The constitution needs to recognise the right to communicate, transact and engage with the state in one’s mother tongue, or in any national language of a citizen’s choice. The constitution needs to guarantee that all legislation, statutes, decrees and proclamations of the state are issued in all three national languages. To avoid complex interpretational issues that could arise as a result of this, a temporary provision could perhaps be made to allow the content of the English version to prevail.

Sri Lanka is neither a social democracy, nor a socialist democracy; but an authoritarian bourgeois democracy with strong feudal remnants dominating the public discourse.
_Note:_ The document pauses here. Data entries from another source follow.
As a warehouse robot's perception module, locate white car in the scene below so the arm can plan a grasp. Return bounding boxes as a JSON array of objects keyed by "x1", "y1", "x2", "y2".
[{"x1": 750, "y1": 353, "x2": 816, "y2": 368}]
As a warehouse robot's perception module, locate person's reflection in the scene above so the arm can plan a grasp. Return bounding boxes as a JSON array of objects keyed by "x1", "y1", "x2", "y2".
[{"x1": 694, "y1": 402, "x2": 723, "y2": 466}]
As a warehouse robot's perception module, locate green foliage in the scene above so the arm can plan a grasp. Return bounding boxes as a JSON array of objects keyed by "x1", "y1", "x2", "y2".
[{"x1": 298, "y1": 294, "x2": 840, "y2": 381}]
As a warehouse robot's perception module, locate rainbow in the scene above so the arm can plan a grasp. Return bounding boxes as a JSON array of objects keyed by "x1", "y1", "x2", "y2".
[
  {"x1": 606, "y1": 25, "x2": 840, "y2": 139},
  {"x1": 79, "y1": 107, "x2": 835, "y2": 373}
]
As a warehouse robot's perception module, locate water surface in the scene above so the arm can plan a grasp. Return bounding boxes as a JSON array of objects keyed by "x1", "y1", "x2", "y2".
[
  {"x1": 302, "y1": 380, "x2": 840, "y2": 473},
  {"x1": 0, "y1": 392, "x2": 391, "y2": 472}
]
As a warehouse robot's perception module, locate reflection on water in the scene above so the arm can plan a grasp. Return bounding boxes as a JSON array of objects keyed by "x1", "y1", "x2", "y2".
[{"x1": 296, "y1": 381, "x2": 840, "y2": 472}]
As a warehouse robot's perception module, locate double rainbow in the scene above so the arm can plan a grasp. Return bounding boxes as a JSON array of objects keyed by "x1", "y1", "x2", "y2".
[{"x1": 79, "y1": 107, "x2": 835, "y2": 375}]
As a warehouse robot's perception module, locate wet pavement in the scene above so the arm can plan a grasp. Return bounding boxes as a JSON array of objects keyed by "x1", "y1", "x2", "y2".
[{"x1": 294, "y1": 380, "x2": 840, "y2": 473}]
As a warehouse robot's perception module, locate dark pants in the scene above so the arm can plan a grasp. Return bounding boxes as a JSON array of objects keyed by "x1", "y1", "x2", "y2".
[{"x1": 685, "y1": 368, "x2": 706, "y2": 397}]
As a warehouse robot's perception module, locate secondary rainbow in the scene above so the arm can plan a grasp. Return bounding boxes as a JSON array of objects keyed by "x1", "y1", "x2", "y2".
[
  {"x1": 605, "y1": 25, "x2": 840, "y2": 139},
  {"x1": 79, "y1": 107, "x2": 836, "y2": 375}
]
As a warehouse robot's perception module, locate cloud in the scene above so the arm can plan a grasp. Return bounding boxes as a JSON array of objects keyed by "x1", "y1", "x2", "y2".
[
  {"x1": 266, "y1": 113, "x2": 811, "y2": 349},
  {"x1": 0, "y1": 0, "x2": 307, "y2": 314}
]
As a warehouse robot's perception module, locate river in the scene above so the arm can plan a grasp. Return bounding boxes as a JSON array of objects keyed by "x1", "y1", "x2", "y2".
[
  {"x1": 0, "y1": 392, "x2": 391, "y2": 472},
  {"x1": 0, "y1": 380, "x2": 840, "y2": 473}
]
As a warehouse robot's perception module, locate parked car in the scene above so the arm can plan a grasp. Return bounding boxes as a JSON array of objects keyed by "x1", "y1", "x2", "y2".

As affirmed historically, when a regime, irrespective of its capitalistic, socialist or social democratic form, is challenged by the people it is supposed to rule, it will never hesitate to take away their democratic rights, spill their blood, resort to violence, killings, massacres, and disappearances. The civil society of Sri Lanka has a responsibility and a duty to create a system of governance to protect the freedoms of its people by continuing to demand the parliament and president to act according to the mandate people have provided them with.

The constitution will at least for the time being remain the single most important instrument that will hold the legislative, executive and judicial arms of governance, and the people for furthering the equitable development, equitable treatment and peaceful coexistence of the diverse communities in Sri Lanka. The collective well-being of its people will be vested and protected via the constitution. There is no need to further remind that this cannot be achieved without Sri Lanka having an ever vigilant and active civil society.